5.  MVP’s in legal trouble

MVP has faced a number of lawsuits alleging violations of our bedrock environmental laws, including the Endangered Species Act, the Clean Water Act, and the National Environmental Policy Act. As a result, it lacks needed federal permits, putting construction on hold for both the mainline and the Southgate extension for the foreseeable future. While FERC approved the extension in June, it prohibited any construction based on the uncertainty regarding if and when MVP’s mainline will receive its necessary federal permits. And when North Carolina rejected MVP’s request for a new water quality permit for the extension, it said that, in addition to concerns about water quality threats, there was a high level of uncertainty surrounding completion of the mainline.

More recently, MVP has come under fire for its claims that the mainline “is approximately 92 percent complete.” An analysis conducted by the Allegheny Blue Ridge Alliance—based on the company’s own filings with FERC—found that, while construction had begun on more than 80 percent of the route, construction is complete on only 51 percent, where “complete” means: the pipe is in the ground, welded, and inspected; the trench is backfilled; and the surface restored. This inconsistent information raises additional legal questions.

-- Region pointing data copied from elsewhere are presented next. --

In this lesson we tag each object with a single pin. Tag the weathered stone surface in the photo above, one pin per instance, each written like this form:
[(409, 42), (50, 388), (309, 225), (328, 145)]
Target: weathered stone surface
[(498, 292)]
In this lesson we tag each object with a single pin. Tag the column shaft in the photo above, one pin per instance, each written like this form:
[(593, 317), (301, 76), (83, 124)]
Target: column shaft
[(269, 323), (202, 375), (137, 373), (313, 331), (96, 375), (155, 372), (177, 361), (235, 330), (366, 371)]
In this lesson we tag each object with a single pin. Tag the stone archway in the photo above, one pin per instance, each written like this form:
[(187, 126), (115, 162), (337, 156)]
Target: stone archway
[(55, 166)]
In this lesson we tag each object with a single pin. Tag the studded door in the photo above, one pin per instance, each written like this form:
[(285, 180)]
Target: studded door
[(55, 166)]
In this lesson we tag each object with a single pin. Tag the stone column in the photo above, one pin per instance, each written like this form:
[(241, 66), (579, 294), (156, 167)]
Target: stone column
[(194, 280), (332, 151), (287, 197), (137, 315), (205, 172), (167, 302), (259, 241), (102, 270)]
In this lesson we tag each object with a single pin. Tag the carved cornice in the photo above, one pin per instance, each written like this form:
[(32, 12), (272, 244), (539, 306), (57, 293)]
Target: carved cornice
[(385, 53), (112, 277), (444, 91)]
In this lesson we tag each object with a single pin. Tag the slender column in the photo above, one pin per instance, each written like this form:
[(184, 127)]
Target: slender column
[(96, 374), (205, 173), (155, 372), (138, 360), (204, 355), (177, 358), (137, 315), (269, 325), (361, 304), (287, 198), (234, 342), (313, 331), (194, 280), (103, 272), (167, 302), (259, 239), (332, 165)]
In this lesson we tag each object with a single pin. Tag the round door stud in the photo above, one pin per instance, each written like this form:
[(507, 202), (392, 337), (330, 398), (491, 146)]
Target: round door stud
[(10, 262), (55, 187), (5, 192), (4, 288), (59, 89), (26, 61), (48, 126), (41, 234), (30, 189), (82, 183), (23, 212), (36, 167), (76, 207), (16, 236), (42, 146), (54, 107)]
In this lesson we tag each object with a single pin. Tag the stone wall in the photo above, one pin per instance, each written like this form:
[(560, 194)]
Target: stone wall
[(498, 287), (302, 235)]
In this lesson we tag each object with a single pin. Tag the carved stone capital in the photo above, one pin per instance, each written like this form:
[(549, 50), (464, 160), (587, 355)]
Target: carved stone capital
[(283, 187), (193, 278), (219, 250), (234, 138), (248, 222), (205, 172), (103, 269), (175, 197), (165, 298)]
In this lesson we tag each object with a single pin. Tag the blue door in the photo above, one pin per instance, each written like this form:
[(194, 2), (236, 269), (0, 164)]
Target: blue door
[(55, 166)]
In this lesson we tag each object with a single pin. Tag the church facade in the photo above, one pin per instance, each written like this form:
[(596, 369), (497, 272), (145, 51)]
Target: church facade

There are other significant reasons to oppose MVP, including the project’s harms to landowners and their properties and the serious risks of thousands of transient construction workers coming to rural areas with limited health care and other services during a pandemic.

The bottom line is that the MVP is a relic of a dirty energy past. It’s over budget, over schedule, terrible for the climate and clean water, and can’t get its needed permits due to poor planning and implementation. What’s more, there’s no documented need. It’s time to move on to a clean energy future and stop MVP for good.